The end result will be a poor training system that will produce a much lower calibre of doctor, and there will inevitably be consequences for the patient as a result of this. The grass roots of the medical profession are no fools, they can see that the new MMC system will not help them become the outstanding doctors that they so badly want to be. The introduction of the sub consultant grade will cuts costs, but it will also result in a shoddy service for anyone unfortunate enough to be treated by this lower tier of staff. The frustration and anger felt by juniors of today is tangible and it cannot be allowed to continue. A solution that drives training standards up will only be found if the grass roots are properly consulted, and the real issues that threaten medical training today will only be defeated with a strategy of genuine cooperation.

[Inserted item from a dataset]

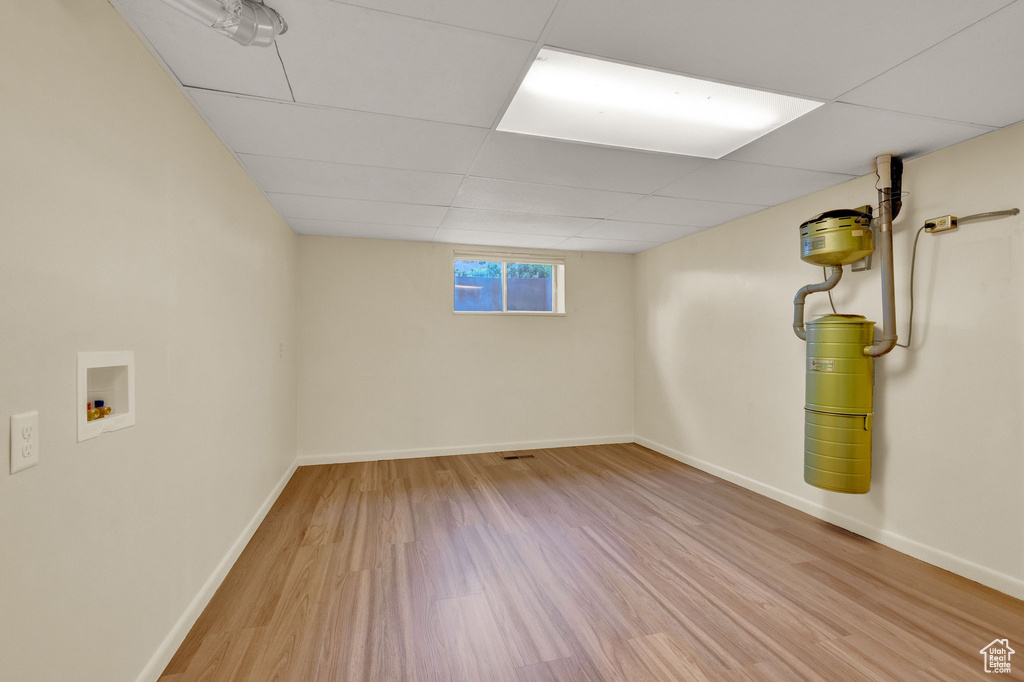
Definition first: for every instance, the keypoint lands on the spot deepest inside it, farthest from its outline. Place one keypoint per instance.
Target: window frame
(557, 284)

The thinking behind MMC/foundation training and MTAS has been shown to be significantly lacking. A finely evolved medical training system that used to be the envy of the world is being cast aside, in favour of a dimwitted psychologist's crackpot scheme that threatens to turn us into a humiliated laughing stock. The creation of a disempowered sub consultant grade is the genuine aim, and the government cares not if it ruins medical training in the process. It is time that the medical profession unilaterally withdrew and refused to cooperate any longer with this half witted burglary of our crown jewels.